Regularized Gauss-Newton for Optimizing Overparameterized Neural Networks
- URL: http://arxiv.org/abs/2404.14875v1
- Date: Tue, 23 Apr 2024 10:02:22 GMT
- Title: Regularized Gauss-Newton for Optimizing Overparameterized Neural Networks
- Authors: Adeyemi D. Adeoye, Philipp Christian Petersen, Alberto Bemporad,
- Abstract summary: The generalized Gauss-Newton (GGN) optimization method incorporates curvature estimates into its solution steps.
This work studies a GGN method for optimizing a two-layer neural network with explicit regularization.

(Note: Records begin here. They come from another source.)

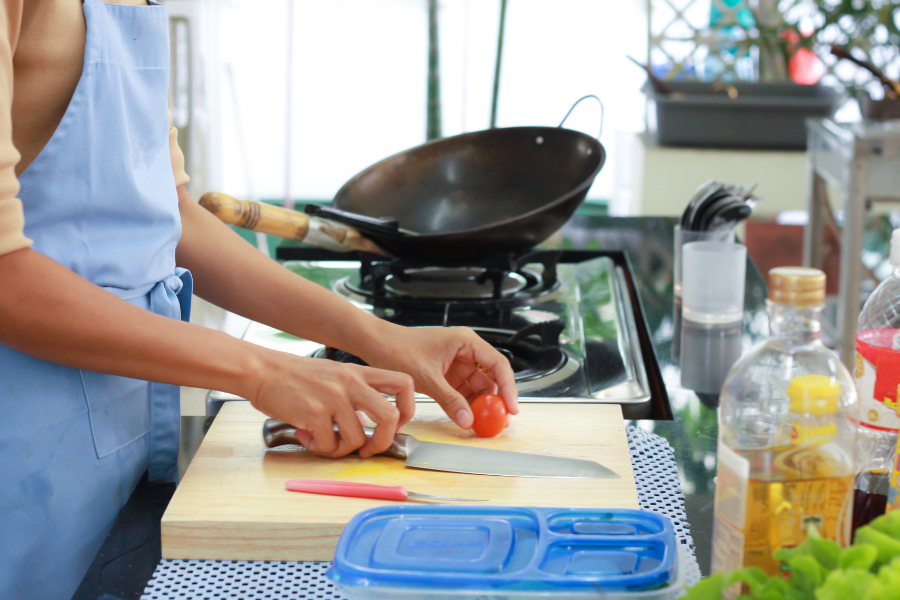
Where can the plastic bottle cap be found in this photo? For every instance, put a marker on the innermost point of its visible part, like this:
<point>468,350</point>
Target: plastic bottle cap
<point>814,394</point>
<point>797,286</point>
<point>895,248</point>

- Score: 2.0072624123275533
- License: http://arxiv.org/licenses/nonexclusive-distrib/1.0/
- Abstract: The generalized Gauss-Newton (GGN) optimization method incorporates curvature estimates into its solution steps, and provides a good approximation to the Newton method for large-scale optimization problems. GGN has been found particularly interesting for practical training of deep neural networks, not only for its impressive convergence speed, but also for its close relation with neural tangent kernel regression, which is central to recent studies that aim to understand the optimization and generalization properties of neural networks. This work studies a GGN method for optimizing a two-layer neural network with explicit regularization. In particular, we consider a class of generalized self-concordant (GSC) functions that provide smooth approximations to commonly-used penalty terms in the objective function of the optimization problem. This approach provides an adaptive learning rate selection technique that requires little to no tuning for optimal performance. We study the convergence of the two-layer neural network, considered to be overparameterized, in the optimization loop of the resulting GGN method for a given scaling of the network parameters. Our numerical experiments highlight specific aspects of GSC regularization that help to improve generalization of the optimized neural network. The code to reproduce the experimental results is available at https://github.com/adeyemiadeoye/ggn-score-nn.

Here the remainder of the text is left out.